This 4-ingredient slow cooker sunny chops recipe is my kind of weeknight hero: you literally toss frozen thick-cut pork chops into the crock, whisk together three basic pantry staples, and walk away. By the time you’re home from work, the chops are fall-apart tender and swimming in a bright, sunshine-yellow sauce that tastes like you fussed way more than you did.
It’s inspired by the kind of Midwest ‘dump-and-go’ slow cooker meals I grew up with, but lightened up and streamlined for busy days when you still want something cozy and home-cooked.
These sunny chops are all about that bright, tangy-creamy sauce, so give it something to soak into. I like to serve them over fluffy white rice or buttered egg noodles with a side of steamed green beans or broccoli.
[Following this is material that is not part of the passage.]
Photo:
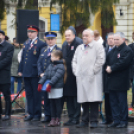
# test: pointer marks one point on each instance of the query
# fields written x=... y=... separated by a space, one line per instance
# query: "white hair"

A simple green salad or coleslaw balances the richness, and if you’re in full comfort-food mode, add some crusty bread or dinner rolls to mop up every last bit of sauce.
Leftover chops and sauce are great tucked into meal-prep containers with rice and veggies for easy lunches.
4-Ingredient Slow Cooker Sunny Chops
Servings: 4

Place the frozen thick-cut pork chops in a single layer on the bottom of a 4- to 6-quart slow cooker. It’s okay if they overlap slightly, but try to keep them mostly flat so they cook evenly.
In a medium bowl, whisk together the condensed cream of chicken soup, yellow mustard, and honey until the mixture is smooth and evenly combined. The sauce should be a bright, sunny yellow color.
Pour the sunny sauce evenly over the frozen pork chops, making sure all of the chops are coated. Use a spatula or spoon to spread the sauce if needed so it reaches down between the chops.
Cover the slow cooker with the lid and cook on LOW for 6 to 8 hours, or on HIGH for 3 to 4 hours, until the pork chops are cooked through and very tender. The internal temperature of the pork should reach at least 145°F (63°C).
Once cooked, gently stir the sauce around the chops. If any chops are stacked, carefully separate them with tongs so each one gets plenty of sauce. Taste the sauce and adjust with a little extra honey or mustard if you like it sweeter or tangier.
Serve the sunny pork chops hot, spooning plenty of the bright yellow sauce over the top and over your choice of rice, noodles, or potatoes.
Variations & Tips
For a slightly lighter version, you can use a reduced-fat condensed cream of chicken soup. If you don’t have honey, swap in brown sugar or regular sugar to taste for a similar sweetness. Want a little kick? Add 1 teaspoon of garlic powder and 1/2 teaspoon of black pepper to the sauce, or a pinch of red pepper flakes for heat—just keep the base three pantry staples (condensed soup, yellow mustard, and honey/sweetener) the same so the sauce stays that bright sunny color.
If your chops are thinner, start checking for doneness on LOW around 5 hours so they don’t overcook. For food safety, always place the frozen pork chops directly into the slow cooker without letting them sit out at room temperature, and avoid using a slow cooker smaller than 4 quarts so the food heats evenly. Use a meat thermometer to ensure the pork reaches at least 145°F (63°C) in the thickest part, and refrigerate leftovers within 2 hours of cooking.
Leftovers reheat well on the stovetop over low heat with a splash of water or broth to loosen the sauce.